Private Jail Operator Who Had Hoodwinked Judge Draws 120 Days

Times Staff Writer

A Municipal Court judge, angry that he had been hoodwinked, ordered a 120-day jail term Monday for a private jail operator who had previously persuaded the judge to sentence him to a corrections program the defendant founded and incorporated.

“I think a fraud was perpetrated on me,” Presiding Judge Thomas Gligorea of the South Bay Municipal Court said as he placed Glen Cornist of San Diego in custody. “I think I was had, to put it mildly.”

When Cornist pleaded guilty last month to driving under the influence--his third such conviction since 1983--Gligorea placed him on three years’ probation and ordered him to serve 120 days in California Halfway Houses Inc., a private work-furlough center in downtown San Diego.

Cornist requested the placement because he feared for his safety if he was jailed. He submitted a letter from the president of the company, Richard P.M. Bowden II, that Gligorea said he took to mean that Cornist had no connection with the work-furlough center.


But a week ago, Cornist’s estranged wife, Barbara Cornist, presented Gligorea with state corporation records identifying Glen Cornist as the founder of California Halfway Houses, prompting his detention and Monday’s hearing.

Gligorea accepted the records as formal evidence during the hearing. Though Glen Cornist told Gligorea that he was not the operator of the program, his wife testified that he had an office at California Halfway Houses and was still affiliated with the center.

The judge found the evidence of Glen Cornist’s ties to the company convincing.

“You own that company,” Gligorea said, glaring at the Southeast San Diego man. “If I had been made aware of that when I sentenced you, do you know what your chances would have been of going to that halfway house?”

He paused, then answered his own question: “You would have had two chances, as Dizzy Dean used to say--slim and none.”

Gligorea directed Deputy Dist. Atty. Dianna Davis to subpoena Bowden to appear in court next week to answer questions about California Halfway Houses, one of a handful of private work-furlough programs opened in San Diego in the last two years as a low-cost alternative to the county’s overcrowded jail system.

The private centers--which allow prisoners to work during the day while remaining locked up at night--are not regulated by local, state or federal authorities.

Bowden could not be reached for comment Monday. He told The Times last week that Glen Cornist had been a consultant to the center in the past, but he declined to answer questions about Glen Cornist’s current capacity.
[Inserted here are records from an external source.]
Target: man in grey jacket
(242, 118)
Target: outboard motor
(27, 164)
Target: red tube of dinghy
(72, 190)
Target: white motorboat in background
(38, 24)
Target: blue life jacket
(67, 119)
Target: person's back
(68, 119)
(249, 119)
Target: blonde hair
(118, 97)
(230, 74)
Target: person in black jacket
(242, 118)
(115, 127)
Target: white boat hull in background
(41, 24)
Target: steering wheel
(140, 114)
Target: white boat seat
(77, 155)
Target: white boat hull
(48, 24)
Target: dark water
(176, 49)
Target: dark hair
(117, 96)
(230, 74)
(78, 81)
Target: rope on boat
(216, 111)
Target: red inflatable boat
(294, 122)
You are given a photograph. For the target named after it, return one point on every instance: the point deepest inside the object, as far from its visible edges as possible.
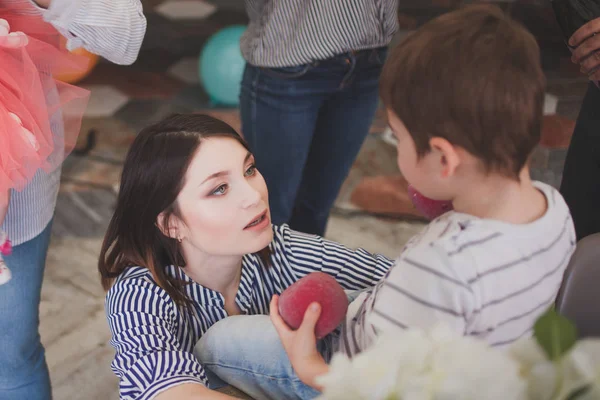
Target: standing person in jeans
(581, 176)
(309, 94)
(113, 29)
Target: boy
(464, 97)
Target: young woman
(39, 123)
(191, 244)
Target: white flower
(557, 380)
(412, 365)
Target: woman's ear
(169, 226)
(450, 159)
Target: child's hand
(301, 344)
(586, 42)
(11, 39)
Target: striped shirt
(154, 338)
(295, 32)
(113, 29)
(484, 278)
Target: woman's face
(224, 203)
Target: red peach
(314, 287)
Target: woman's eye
(251, 170)
(219, 191)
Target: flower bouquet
(443, 365)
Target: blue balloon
(222, 65)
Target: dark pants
(581, 177)
(305, 126)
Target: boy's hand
(301, 344)
(586, 42)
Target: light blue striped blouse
(154, 338)
(113, 29)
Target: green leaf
(555, 334)
(577, 393)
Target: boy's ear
(450, 158)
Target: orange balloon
(73, 77)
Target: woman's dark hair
(153, 176)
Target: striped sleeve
(353, 269)
(113, 29)
(149, 358)
(421, 290)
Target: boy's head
(464, 93)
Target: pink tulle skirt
(40, 117)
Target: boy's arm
(420, 291)
(353, 269)
(113, 29)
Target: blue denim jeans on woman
(306, 125)
(23, 370)
(246, 352)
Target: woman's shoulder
(134, 283)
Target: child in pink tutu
(40, 118)
(29, 96)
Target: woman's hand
(301, 344)
(586, 52)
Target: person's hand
(301, 344)
(43, 3)
(586, 52)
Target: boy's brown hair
(472, 76)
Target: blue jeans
(23, 369)
(245, 351)
(305, 126)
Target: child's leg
(245, 351)
(23, 370)
(4, 244)
(4, 200)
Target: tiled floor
(165, 80)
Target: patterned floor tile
(110, 134)
(193, 97)
(187, 9)
(104, 101)
(136, 83)
(83, 213)
(230, 116)
(140, 113)
(186, 70)
(385, 195)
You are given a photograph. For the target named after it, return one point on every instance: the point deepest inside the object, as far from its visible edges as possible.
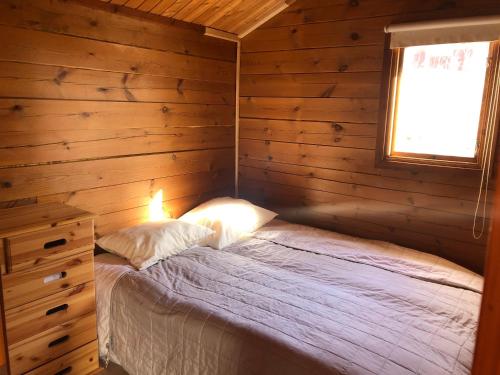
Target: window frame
(391, 78)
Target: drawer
(81, 361)
(51, 344)
(37, 248)
(38, 282)
(32, 318)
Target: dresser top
(23, 219)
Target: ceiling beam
(263, 20)
(221, 34)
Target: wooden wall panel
(310, 81)
(101, 110)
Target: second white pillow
(144, 245)
(230, 219)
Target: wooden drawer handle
(54, 277)
(66, 370)
(55, 243)
(53, 310)
(59, 341)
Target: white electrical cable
(486, 163)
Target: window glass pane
(440, 96)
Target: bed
(290, 299)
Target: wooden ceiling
(237, 17)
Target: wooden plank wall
(100, 110)
(310, 81)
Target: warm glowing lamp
(156, 212)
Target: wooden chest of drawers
(47, 290)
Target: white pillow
(144, 245)
(230, 218)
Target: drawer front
(29, 285)
(38, 248)
(81, 361)
(51, 344)
(32, 318)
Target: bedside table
(48, 292)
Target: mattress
(290, 300)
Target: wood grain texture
(236, 16)
(101, 109)
(310, 83)
(486, 358)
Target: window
(440, 102)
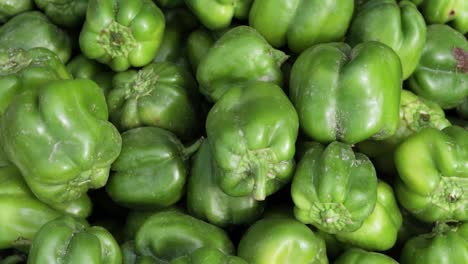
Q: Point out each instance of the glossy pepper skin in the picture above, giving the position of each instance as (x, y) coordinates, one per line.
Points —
(22, 213)
(334, 188)
(445, 245)
(161, 94)
(454, 12)
(442, 73)
(208, 255)
(345, 94)
(379, 231)
(240, 55)
(398, 25)
(217, 14)
(359, 256)
(59, 138)
(300, 24)
(207, 201)
(433, 176)
(122, 33)
(9, 9)
(33, 29)
(26, 69)
(278, 240)
(66, 241)
(151, 169)
(179, 22)
(252, 131)
(66, 13)
(81, 67)
(199, 43)
(416, 113)
(168, 235)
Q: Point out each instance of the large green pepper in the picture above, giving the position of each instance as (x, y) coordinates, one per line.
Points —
(170, 3)
(301, 23)
(252, 130)
(22, 213)
(334, 188)
(68, 13)
(347, 94)
(433, 174)
(122, 33)
(454, 12)
(161, 94)
(9, 9)
(379, 230)
(445, 245)
(26, 69)
(206, 255)
(59, 138)
(279, 240)
(81, 67)
(199, 43)
(442, 73)
(179, 22)
(168, 235)
(398, 25)
(416, 113)
(151, 169)
(241, 54)
(33, 30)
(207, 201)
(68, 241)
(216, 14)
(359, 256)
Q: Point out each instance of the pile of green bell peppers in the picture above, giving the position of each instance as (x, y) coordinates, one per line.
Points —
(233, 131)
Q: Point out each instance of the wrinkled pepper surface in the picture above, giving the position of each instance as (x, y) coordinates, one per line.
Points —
(252, 131)
(334, 188)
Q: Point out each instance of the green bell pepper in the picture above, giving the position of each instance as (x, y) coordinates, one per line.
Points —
(240, 55)
(122, 33)
(208, 255)
(454, 12)
(217, 14)
(301, 23)
(168, 235)
(81, 67)
(462, 109)
(206, 200)
(170, 3)
(151, 169)
(334, 188)
(280, 240)
(442, 73)
(33, 30)
(179, 22)
(359, 256)
(379, 231)
(345, 94)
(9, 9)
(66, 241)
(59, 138)
(22, 213)
(411, 227)
(398, 25)
(26, 69)
(252, 131)
(199, 43)
(433, 174)
(416, 113)
(67, 13)
(161, 94)
(445, 245)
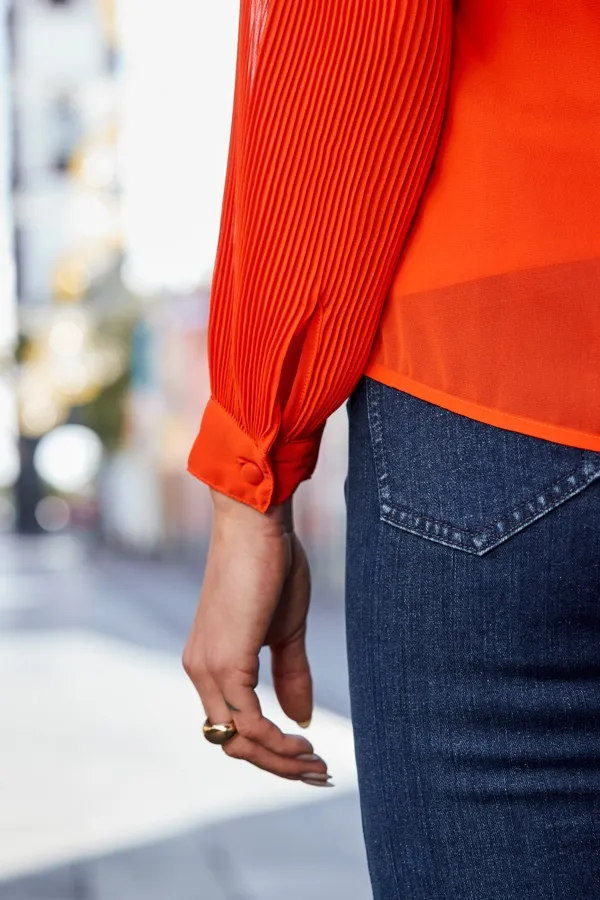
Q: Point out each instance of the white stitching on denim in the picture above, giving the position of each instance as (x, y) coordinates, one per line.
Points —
(479, 542)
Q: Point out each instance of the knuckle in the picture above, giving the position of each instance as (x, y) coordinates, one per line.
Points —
(252, 727)
(234, 749)
(218, 666)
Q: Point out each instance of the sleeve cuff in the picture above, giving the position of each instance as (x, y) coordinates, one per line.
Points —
(226, 458)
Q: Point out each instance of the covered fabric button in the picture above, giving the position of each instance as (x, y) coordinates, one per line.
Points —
(252, 473)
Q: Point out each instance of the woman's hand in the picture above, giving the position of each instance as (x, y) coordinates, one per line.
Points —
(256, 593)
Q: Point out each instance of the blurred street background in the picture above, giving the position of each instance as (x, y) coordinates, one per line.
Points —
(114, 130)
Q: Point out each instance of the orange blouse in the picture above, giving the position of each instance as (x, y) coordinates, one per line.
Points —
(412, 191)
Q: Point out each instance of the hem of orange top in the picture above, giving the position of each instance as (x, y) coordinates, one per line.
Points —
(556, 433)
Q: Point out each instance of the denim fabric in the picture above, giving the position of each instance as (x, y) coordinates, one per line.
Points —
(473, 635)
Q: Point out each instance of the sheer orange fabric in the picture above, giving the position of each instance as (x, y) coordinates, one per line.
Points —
(489, 305)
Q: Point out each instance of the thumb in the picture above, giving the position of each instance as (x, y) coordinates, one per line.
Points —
(292, 679)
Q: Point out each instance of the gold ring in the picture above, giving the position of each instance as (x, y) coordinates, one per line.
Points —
(220, 733)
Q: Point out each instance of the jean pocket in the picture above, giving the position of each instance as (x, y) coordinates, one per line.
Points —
(461, 482)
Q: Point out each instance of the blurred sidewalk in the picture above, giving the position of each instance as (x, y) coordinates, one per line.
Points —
(108, 790)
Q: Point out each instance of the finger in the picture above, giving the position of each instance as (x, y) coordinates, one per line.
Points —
(239, 747)
(253, 725)
(292, 679)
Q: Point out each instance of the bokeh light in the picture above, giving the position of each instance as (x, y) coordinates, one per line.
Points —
(68, 458)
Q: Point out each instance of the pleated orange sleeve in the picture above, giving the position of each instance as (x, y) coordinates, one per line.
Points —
(337, 110)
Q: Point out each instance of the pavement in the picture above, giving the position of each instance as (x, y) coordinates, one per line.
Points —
(108, 790)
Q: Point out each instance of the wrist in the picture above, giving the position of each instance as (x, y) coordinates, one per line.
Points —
(278, 517)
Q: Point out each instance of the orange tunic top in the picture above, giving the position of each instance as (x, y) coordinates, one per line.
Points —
(412, 191)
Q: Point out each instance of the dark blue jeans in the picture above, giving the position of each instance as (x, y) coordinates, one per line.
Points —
(473, 634)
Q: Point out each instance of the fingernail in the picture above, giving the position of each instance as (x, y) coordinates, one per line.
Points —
(315, 783)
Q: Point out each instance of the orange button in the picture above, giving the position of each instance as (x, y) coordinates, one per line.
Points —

Bowden said at least four other Municipal Court judges had placed offenders with California Halfway Houses.


A complaint in San Diego County Municipal Court accuses Richard Perry Miles Bowden II of misdemeanor charges of carrying a concealed weapon and carrying a loaded firearm within the city limits. Bowden denied Saturday that he was the man in the complaint.

Glen Cornist owned the county’s first--and for a time, most successful--private work-furlough program, Western States Re-Entry Program. The Southeast San Diego center closed during the summer, after an inquiry by a Superior Court judge into a prisoner’s allegations of unsanitary conditions and probation officers’ concerns about the program’s management.

Glen Cornist also is the owner of Model Ex-Offenders Inc., a halfway house that contracts with the state Department of Corrections to house state prison parolees. According to department officials, the company was paid about $350,000 by the state in the year ended June 30; its contract this year allows maximum payments of $445,000.

As conditions of his probation on the latest drunken-driving conviction, Glen Cornist was ordered not to drink, and his driving privilege was suspended. At the hearing Monday, Barbara Cornist testified that she had seen her husband driving and had smelled alcohol on his breath during the last few weeks. She also testified that two weeks ago he threatened to kill her and held a gun to her head.


“Whatever happens to him today, it’s not because I’m trying to get even,” she said. “It’s because I want him to get help.”

Glen Cornist denied the allegations. His attorney, Alfred Greene, argued that Barbara Cornist had made the charges to gain an advantage in the couple’s divorce proceedings.

“The only allegations brought forward are very suspect and should be given the weight they deserve,” Greene said. He urged Gligorea to ask the county Probation Department to investigate the case.

Instead, Gligorea sent Glen Cornist to jail for 120 days and warned that he could be sentenced to as much as a year in custody if further investigation corroborated more of his wife’s claims.


“Even those of us who have been here 16 years and have heard a lot of stories--sometimes we’re taken in, also,” Gligorea said. “And I was taken in on this one.”